Zhang Wei pulled out of his dive, screaming past the bomber. He pulled back on the stick to climb for a third pass when a series of sharp, angry beeps filled his ears. The bingo fuel warning. He had five minutes of fuel left, just enough to throttle back and make the long, ignominious glide back to Hami airbase. He could try one more pass, a quick, desperate snapshot, and risk flaming out over the unforgiving terrain. Or he could return home, a victor with one kill, but with his primary target escaping.

He slammed his fist against his canopy in frustration. He watched as the lumbering Bison, trailing a thin vapor of fuel from its punctured wing, continued its steady, relentless flight north. It was slipping away.

“Dragon 1 to Control,” he spat into his radio. “I am disengaging. I am bingo fuel. The second target is damaged but will escape across the border. Returning to base.”

He throttled back his engines and turned his silver fighter south, leaving the wounded bomber to limp its way home.


04:25 ZULU

COMMAND CENTER, DOLON AIR BASE

General-Colonel Pyotr Volkov had not moved from his position in front of the map for three hours. The cigarette smoldering in his hand had burned down to the filter. The room was silent, the previous tension having given way to a grim, patient vigil.

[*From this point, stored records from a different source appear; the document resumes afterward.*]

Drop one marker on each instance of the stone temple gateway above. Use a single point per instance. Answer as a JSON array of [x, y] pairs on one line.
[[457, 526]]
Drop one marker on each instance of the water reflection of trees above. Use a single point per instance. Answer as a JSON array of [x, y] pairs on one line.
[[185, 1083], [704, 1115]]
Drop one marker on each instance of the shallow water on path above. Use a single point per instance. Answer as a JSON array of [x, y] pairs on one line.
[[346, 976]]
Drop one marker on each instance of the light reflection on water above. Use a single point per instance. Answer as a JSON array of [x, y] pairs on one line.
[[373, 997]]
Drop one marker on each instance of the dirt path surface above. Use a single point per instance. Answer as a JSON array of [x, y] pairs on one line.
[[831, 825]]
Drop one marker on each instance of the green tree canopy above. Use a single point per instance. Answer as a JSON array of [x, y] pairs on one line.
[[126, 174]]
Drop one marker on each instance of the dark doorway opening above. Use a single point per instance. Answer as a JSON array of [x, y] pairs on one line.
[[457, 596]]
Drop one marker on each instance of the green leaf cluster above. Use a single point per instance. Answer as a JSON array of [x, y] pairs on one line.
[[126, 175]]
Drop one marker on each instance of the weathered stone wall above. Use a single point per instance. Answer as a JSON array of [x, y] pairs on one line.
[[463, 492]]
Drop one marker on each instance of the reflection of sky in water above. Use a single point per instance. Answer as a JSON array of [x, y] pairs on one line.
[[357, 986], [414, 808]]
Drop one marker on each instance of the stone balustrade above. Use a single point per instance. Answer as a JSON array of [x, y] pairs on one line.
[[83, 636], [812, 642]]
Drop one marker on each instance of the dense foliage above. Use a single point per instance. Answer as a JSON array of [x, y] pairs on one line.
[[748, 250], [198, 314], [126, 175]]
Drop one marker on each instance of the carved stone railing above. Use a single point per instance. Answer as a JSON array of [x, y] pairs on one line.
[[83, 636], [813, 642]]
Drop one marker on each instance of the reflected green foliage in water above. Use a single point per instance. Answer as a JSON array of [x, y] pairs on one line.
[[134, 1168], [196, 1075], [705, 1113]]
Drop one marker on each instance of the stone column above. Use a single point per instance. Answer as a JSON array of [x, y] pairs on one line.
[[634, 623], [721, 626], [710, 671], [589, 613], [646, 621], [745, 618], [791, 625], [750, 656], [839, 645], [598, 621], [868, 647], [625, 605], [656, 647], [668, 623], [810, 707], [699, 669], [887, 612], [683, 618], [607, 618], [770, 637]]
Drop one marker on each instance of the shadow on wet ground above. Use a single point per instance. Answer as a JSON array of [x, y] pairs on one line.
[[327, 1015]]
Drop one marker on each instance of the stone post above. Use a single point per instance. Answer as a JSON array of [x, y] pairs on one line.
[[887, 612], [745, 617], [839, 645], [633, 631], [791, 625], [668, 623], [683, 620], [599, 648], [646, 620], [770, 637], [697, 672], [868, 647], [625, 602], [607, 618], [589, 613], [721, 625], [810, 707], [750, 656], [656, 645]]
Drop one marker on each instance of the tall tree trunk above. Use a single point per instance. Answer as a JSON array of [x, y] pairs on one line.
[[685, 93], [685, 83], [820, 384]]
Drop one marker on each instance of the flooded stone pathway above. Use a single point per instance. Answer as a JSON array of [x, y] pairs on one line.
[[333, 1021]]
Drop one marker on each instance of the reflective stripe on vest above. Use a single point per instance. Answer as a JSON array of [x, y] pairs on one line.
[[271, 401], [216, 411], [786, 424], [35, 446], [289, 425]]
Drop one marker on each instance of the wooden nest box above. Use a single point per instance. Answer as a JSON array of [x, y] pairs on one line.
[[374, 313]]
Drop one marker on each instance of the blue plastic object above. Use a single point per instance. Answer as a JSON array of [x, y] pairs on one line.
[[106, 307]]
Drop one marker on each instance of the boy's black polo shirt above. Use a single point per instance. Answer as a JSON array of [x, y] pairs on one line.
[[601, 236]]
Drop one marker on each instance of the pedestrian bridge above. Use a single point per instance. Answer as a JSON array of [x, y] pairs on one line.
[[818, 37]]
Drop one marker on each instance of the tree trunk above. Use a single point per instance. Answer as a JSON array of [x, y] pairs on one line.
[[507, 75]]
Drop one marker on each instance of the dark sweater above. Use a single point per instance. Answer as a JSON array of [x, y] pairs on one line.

The voice of a communications officer cut through the silence. “Comrade General! We have them! It’s Bear 72! They have just crossed the border into Soviet airspace!”

A collective sigh of relief went through the room. Volkov closed his eyes for a brief moment. One crew was coming home.

“What is their status?” Volkov asked, his voice steady.

“They report heavy damage to the starboard wing, fuel leak contained. All crew are safe. They report… they report Bear 71 was destroyed by enemy action. No survivors.” The officer’s voice faltered at the end.

Volkov’s face remained a mask of stone, but a deep ache settled in his chest. Ten men. Ten good men. He looked at the map, at the red circle deep inside China. The mission had succeeded on paper. The target package had been delivered. Operation Granite Breaker was complete. The political objective had been met with a hammer blow. But as he stood there, shrouded in the smoke of his cigarette, he could only feel the profound, chilling weight of the cost. He had ordered men to kill a mountain, and the mountain had claimed ten of his own in return. He wondered, with a sense of deep foreboding, what horrors they had truly awakened in the silent, sleeping rock of the Hami range. The telex from Moscow would call it a victory. Volkov knew it was something far more complicated, and far more terrifying.